Photo Credits: Arnold Jeong ex-managing director, Quill
The recent attack on French satirical magazine Charlie Hebdo was, in words of the French President Francois Hallande as translated by BBC world radio a ”direct attack on freedom of press.” The killing of four very popular cartoonists including the editor in chief Stephane Charbonnier points out that the assault was carefully thought off, planned and sadly, well executed.

Press all over the world, national and multinational alike, have condemned the attack. One of the interviewee on the radio, who happened to be a journalist himself, called it “war on freedom of speech and on democracy”

He has a point. The jihadists made that all too clear.

In the heat of the moment, it’s hard to think clear and be enraged how these “innocent” cartoonists were massacred at their own headquarters. However, if you step back and look at it, you might want to question if they were actually asking for it. The magazine and the cartoonists have been at the end of extremist’s rage a quite few times now and the presence of policemen guarding the magazines front door explains all too well that the cartoonists were under protection.

But then what’s a hand gun in front of an automatic?
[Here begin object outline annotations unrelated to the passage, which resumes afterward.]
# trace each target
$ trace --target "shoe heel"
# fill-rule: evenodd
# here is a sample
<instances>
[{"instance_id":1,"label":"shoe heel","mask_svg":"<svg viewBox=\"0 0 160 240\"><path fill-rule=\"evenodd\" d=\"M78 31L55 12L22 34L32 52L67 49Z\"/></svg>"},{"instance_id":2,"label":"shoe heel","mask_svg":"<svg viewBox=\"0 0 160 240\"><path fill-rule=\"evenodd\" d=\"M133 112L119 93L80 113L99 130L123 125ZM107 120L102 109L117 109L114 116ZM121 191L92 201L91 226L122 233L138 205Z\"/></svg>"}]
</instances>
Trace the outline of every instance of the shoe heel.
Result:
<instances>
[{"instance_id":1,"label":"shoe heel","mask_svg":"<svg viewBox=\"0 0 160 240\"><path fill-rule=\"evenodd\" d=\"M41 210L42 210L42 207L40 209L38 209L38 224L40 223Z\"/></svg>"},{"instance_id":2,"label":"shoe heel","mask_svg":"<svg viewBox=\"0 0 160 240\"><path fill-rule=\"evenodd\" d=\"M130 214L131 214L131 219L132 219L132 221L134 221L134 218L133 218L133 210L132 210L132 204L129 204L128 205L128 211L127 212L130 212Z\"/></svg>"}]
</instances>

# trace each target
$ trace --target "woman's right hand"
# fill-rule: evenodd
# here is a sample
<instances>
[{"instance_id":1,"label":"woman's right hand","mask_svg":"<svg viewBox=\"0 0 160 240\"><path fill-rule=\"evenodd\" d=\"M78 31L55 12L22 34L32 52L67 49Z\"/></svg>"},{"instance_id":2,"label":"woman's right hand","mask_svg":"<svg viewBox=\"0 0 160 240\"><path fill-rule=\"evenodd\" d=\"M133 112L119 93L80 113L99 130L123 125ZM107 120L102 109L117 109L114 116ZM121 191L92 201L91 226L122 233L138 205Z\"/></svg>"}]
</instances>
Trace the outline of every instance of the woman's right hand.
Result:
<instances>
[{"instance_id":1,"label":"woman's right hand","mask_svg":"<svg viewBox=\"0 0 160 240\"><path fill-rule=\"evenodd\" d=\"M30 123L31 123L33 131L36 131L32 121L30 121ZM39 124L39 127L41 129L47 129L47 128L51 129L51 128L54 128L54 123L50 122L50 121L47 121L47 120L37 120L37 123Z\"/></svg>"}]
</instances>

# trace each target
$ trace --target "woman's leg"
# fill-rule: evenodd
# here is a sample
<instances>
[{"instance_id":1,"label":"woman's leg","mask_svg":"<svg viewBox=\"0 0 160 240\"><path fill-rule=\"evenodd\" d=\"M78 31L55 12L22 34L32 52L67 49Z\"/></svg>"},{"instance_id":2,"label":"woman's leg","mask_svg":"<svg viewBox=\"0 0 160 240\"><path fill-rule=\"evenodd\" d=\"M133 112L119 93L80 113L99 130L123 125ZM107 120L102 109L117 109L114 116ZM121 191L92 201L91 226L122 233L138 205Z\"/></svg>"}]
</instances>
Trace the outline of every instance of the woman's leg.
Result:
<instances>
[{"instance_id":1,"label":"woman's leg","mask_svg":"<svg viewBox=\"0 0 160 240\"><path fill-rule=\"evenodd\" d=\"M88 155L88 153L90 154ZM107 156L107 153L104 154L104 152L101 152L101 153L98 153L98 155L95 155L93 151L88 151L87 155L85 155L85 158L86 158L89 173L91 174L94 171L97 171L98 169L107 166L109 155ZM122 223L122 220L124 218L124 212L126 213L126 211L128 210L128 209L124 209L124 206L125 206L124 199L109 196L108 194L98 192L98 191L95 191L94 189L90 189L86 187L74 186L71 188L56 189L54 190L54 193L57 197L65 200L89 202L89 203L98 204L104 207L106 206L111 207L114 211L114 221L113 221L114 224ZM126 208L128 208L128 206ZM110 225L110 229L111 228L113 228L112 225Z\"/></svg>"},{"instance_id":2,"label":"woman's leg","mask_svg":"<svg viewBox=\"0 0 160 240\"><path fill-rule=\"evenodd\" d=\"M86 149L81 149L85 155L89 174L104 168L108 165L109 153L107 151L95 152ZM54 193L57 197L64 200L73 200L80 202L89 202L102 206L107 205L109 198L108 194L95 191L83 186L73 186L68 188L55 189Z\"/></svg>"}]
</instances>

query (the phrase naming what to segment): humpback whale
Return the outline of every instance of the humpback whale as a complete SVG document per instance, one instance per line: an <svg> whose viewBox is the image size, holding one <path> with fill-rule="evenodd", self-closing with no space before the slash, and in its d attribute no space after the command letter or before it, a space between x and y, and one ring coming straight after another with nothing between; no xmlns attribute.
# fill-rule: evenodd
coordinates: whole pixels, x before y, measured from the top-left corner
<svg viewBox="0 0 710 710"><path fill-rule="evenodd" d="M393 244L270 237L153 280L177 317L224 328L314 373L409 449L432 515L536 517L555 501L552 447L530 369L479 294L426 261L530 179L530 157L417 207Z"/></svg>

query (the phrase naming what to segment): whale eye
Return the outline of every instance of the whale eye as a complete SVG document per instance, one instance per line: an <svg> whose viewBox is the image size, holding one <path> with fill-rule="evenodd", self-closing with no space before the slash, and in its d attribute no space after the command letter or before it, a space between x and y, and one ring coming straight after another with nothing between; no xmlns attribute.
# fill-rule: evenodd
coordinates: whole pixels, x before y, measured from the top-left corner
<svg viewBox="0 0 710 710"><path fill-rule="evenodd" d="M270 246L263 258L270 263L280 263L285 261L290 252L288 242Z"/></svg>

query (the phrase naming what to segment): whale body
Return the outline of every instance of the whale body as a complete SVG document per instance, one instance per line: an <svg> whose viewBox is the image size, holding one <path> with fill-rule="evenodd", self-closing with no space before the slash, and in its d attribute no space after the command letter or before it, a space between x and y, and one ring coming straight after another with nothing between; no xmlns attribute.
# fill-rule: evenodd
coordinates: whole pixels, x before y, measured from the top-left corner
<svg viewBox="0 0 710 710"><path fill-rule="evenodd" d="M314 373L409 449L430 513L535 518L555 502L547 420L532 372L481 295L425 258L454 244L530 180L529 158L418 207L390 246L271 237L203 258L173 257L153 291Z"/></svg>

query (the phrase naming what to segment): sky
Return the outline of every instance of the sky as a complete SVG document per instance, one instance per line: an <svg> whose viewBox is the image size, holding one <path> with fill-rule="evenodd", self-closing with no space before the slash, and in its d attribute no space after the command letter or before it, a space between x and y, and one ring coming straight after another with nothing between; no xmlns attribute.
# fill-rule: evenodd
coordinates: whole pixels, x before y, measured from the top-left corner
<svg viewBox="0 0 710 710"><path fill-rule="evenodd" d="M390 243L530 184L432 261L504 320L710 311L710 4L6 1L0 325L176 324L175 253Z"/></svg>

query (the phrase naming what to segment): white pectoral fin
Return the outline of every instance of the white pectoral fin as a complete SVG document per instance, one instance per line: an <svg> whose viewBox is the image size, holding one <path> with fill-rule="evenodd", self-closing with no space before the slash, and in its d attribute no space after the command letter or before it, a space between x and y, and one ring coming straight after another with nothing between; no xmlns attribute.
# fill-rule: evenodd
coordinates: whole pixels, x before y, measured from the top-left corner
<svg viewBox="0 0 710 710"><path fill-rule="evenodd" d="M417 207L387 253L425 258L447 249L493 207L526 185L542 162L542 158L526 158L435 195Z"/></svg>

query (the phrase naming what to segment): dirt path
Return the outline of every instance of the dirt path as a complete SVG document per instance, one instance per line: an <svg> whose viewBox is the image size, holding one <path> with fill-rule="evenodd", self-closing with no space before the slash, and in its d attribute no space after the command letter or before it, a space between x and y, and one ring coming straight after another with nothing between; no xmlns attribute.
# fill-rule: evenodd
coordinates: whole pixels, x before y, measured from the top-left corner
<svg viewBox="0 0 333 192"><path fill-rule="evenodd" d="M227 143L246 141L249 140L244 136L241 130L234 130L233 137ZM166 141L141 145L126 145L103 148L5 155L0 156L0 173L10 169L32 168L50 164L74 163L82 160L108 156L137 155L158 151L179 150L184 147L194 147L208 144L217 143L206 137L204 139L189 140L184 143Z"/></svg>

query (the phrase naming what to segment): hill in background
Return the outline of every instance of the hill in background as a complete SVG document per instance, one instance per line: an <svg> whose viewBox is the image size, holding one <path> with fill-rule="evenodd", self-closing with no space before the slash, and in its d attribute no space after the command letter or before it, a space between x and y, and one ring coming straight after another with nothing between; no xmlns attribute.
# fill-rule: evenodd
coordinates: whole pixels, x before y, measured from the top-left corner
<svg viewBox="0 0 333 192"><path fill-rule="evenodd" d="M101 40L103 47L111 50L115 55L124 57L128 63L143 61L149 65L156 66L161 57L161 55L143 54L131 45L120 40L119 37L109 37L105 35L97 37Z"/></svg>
While I am all up for freedom of speech and freedom of press and freedom of other sorts, the fact that press themselves have to state and restate that they have freedom shows insecurity in such belief. It is almost like someone who just blew up his own leg and kept telling himself that it’s OK when quite frankly, it’s not. Time and again and again it has been shown that freedom does come at a price.

Yes, people have the right to say what they want to say, publicize mockery of people and established, well-funded and armed fundamentalist institutions. Yes, they have the right make cartoons of stuff that are ultra-sensitive but what appalls me is why people cannot think sensibly for once. You do have the right to write and express and make cartoons of what you feel is correct but if the people who you intend to mock don’t have the sense of humor (and that they made that clear), what’s the f**king point?

Like how Einstein's clichéd quote put it, it’s insanity, isn’t it? Why do the stuff again and again and again and get yourself threatened when all you, in the end, want to do is lead a better life.

As a former student journalist, I condemn the act of terrorizing journalists for doing their job but I equally condemn the act of making fun of individuals or institutions who have absolutely no sense of humor.